Well, this is certainly a nice question of administrative law. The significant nexus issue may now be the ultimate legal question. Nonetheless, I would guess that most wetlands scientists and hydrologists would say that this is largely a factual question. Even if the agency is applying its judgment to answer that question, it’s the type of judgment that requires technical expertise – expertise to which courts have traditionally deferred.

The second of the Court’s important pronouncements was that it would not give the EPA/Corps Rapanos Guidance deference under Chevron. Why not?

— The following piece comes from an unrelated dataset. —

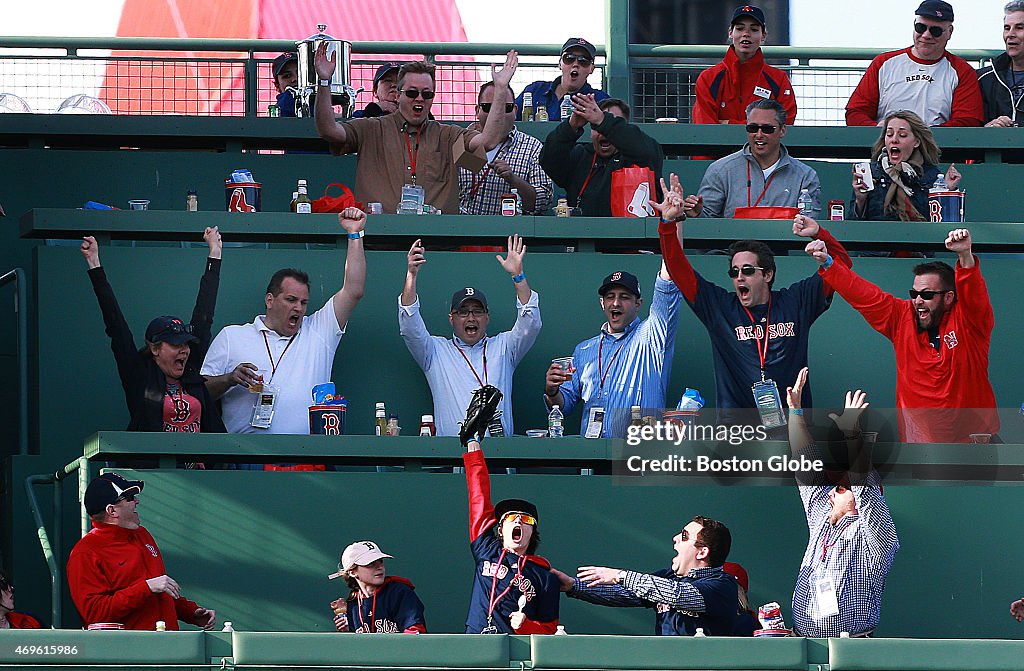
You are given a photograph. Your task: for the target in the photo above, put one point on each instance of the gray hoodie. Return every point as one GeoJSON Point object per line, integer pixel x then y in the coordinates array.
{"type": "Point", "coordinates": [725, 187]}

Because – although it could – the Corps has not adopted an interpretation of “navigable waters” that incorporates this concept through notice-and-comment rulemaking, but instead has interpreted the term only in a non-binding guidance document.”

Isn’t it timely, then, that EPA and the Corps sent a draft new Rapanos guidance to OMB in December, and GOP leadership in the House is proposing language in a continuing resolution that would preclude EPA from using any funds “to implement, administer, or enforce a change to a rule or guidance document pertaining to the definition of waters under the jurisdiction of the Federal Water Pollution Control Act (33 U.S.C. 1251).” Perhaps EPA and the Corps should take half a loaf. Why not agree to shelve the guidance and instead proceed with notice-and-comment rulemaking to clarify Rapanos? At least then the Courts might grant EPA and the Corps more deference in implementation.  It’s already been almost five years since Rapanos was issued. EPA and the Corps can hardly argue that it’s necessary to go the guidance route because they don’t have the time to proceed through the full regulatory process.

Enough muddling through. Take the time to do it right and issue regulations. Then, maybe the muddle will abate. (Can one abate a muddle?)